Can I sell land to settle a loan if my friend defaults?

Full question:

I am loaning a sum of money to a friend and would like to secure the loan by putting first lien on land owned by the person. If the loan was defaulted on would I be able to sell the land to settle the loan? Would the lien be filed in the country where the land is located or the state of residence of the loan recipient?

  • Category: Civil Actions
  • Subcategory: Liens
  • Date:
  • State: National

Answer:

The ability to sell the land to settle the loan depends on the loan's terms, any other creditors, and the type of lien you obtain. If the land is pledged as collateral for the loan, you may take possession if your friend defaults, following the security interest provisions in the loan contract. If the loan is unsecured, you would first need to obtain a judgment for breach of contract, which could then allow you to place a lien on the property owned by the debtor.

The lien must be filed in the county where the property is located. However, be aware that any existing liens on the property will have priority over yours, meaning those debts must be paid first from any sale proceeds.

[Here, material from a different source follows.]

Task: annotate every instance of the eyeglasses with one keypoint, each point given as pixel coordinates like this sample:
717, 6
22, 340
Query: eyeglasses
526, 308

This content is for informational purposes only and is not legal advice. Legal statutes mentioned reflect the law at the time the content was written and may no longer be current. Always verify the latest version of the law before relying on it.

FAQs

Yes, you can file a lien for a personal loan if you have a secured loan agreement. This means the loan is backed by collateral, such as property. If the borrower defaults, you can enforce the lien to recover the debt. However, if the loan is unsecured, you would need to obtain a judgment first before placing a lien on any property owned by the borrower.